- Elaine Chao, President-elect Donald Trump’s pick for U.S. Secretary of Transportation, will be uniquely positioned to influence commercial drone use if she is confirmed by the Senate, The Los Angeles Times reported.
- The former labor secretary is not overbearing when it comes to regulations, so commercial drone rules could see an expansion under her oversight, industry insiders told The Times.
- A more liberal approach to commercial drone regulations, particularly in the areas of weight limitations and line-of-sight requirements, could expand how construction firms use them.
They don’t transport people around, but drones would fall under Elaine Chao’s purview if President-elect Donald Trump’s nominee is confirmed as secretary of Transportation.
In the role, Chao — who was Labor secretary under George W. Bush — would oversee the nation’s transportation systems and infrastructure, a wide-ranging job that also encompasses cars, trains and ships.
Among the questions she’ll have to answer on the drone front: whether the unmanned aerial vehicles will eventually be allowed to fly farther than their operators can see, function autonomously and fly over people on the ground.
Under Bush, Chao was known for being light-handed with new regulations, so the possibility of loose transportation rules under her watch could help expand commercial drone use, industry experts and advocates said.
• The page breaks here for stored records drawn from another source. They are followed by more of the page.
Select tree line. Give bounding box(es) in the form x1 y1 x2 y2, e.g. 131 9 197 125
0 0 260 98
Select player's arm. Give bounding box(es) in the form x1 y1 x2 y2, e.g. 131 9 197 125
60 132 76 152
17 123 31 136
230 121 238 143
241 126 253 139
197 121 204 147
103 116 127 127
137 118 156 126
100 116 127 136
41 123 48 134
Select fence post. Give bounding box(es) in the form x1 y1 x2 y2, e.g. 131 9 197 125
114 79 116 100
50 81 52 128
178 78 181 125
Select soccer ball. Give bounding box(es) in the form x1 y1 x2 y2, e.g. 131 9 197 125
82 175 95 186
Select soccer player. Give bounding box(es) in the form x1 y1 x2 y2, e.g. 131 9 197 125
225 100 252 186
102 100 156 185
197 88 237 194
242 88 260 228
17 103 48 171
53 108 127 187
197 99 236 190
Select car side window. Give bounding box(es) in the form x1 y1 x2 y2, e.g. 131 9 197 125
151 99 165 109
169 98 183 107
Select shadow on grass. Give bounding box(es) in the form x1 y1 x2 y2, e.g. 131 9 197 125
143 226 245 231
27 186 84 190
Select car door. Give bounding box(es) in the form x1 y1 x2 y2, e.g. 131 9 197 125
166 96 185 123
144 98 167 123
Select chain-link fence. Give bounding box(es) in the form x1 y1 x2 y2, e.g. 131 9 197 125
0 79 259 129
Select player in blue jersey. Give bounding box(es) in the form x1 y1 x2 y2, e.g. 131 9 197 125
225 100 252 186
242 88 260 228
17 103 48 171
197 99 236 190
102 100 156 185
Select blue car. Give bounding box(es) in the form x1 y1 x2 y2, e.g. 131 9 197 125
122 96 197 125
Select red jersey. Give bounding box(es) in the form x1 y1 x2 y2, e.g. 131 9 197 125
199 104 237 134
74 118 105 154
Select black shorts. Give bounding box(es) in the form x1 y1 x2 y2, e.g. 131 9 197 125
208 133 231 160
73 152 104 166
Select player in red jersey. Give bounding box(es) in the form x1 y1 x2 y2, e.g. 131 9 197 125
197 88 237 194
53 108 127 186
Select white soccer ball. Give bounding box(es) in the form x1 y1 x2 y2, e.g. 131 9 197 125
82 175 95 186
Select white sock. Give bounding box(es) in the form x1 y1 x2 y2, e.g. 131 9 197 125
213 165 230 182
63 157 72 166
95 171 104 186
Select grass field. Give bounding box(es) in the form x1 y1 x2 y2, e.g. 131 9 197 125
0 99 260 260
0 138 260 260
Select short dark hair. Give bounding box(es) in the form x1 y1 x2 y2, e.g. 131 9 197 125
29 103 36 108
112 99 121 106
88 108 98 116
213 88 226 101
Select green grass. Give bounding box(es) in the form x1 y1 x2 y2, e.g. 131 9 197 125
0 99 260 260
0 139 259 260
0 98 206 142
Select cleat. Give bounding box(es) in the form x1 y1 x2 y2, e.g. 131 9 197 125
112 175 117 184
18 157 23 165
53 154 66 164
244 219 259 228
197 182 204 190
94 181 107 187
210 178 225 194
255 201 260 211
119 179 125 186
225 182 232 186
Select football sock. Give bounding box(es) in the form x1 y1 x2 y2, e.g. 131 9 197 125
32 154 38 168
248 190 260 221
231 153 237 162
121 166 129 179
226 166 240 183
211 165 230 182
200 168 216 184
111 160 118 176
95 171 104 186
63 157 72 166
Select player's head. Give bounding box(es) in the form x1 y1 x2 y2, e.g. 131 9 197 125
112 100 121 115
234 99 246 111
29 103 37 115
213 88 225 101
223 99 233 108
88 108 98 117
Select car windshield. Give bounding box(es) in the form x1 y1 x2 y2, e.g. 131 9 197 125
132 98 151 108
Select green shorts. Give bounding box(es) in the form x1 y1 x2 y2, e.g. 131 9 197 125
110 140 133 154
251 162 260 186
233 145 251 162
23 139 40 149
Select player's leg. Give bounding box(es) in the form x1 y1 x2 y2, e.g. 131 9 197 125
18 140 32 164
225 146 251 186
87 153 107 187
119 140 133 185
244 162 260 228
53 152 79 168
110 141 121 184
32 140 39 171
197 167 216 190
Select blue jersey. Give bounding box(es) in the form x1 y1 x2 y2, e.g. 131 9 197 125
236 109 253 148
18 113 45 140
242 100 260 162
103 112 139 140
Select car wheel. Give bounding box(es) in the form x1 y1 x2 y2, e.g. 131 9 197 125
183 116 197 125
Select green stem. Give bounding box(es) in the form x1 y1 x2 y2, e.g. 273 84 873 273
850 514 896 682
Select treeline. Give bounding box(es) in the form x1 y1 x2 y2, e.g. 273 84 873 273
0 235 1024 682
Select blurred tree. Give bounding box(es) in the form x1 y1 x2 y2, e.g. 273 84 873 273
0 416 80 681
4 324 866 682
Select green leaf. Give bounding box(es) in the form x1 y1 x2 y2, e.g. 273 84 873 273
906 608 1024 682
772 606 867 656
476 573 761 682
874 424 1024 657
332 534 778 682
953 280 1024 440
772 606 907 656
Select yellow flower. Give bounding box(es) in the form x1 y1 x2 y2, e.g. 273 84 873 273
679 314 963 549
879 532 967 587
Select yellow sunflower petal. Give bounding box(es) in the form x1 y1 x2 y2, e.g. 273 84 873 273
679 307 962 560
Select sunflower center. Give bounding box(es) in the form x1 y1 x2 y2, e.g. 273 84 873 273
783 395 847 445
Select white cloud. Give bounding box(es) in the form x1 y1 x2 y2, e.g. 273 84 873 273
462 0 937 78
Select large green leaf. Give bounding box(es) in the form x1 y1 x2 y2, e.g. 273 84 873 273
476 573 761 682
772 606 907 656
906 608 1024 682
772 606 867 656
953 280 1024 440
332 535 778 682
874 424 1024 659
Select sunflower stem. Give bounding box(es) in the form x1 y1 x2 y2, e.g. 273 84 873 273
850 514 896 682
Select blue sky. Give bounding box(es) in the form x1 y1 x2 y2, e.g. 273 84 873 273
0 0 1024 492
“We’re probably one of the few industries that wants to be regulated,” said Gretchen West, a national advisor for UAVUS. “We want fair and relevant rules in place to allow broader operations.”
This summer, the Federal Aviation Administration released new rules on commercial drone use, which freed companies from having to request special permission from the federal government for any commercial drone endeavor, a waiver process that could take months.
But there are still limitations. The new rules prevent operators from flying beyond visual line of sight and at night, though users can fly during twilight hours if their drone has anti-collision lights. Flying over people who are not directly involved in the operation is also prohibited. The maximum speed is 100 mph.
Companies with plans that conflict with the rules can apply for a waiver as long as they can prove that their proposal is safe. The FAA has said it hopes the waiver process can inform future iterations of commercial drone rules.
Ryan Calo, an assistant professor of law at the University of Washington who specializes in robotics law and policy, said fewer regulations could benefit some specific drone industries, such as delivery. That potential enterprise has been hindered by regulations that prevent drones from carrying packages unless the total weight of the drone plus the load is less than 55 pounds, as well as limitations on flying beyond visual line of sight.
Changes to those rules could affect companies such as Amazon.com Inc., which has been testing drone deliveries of packages.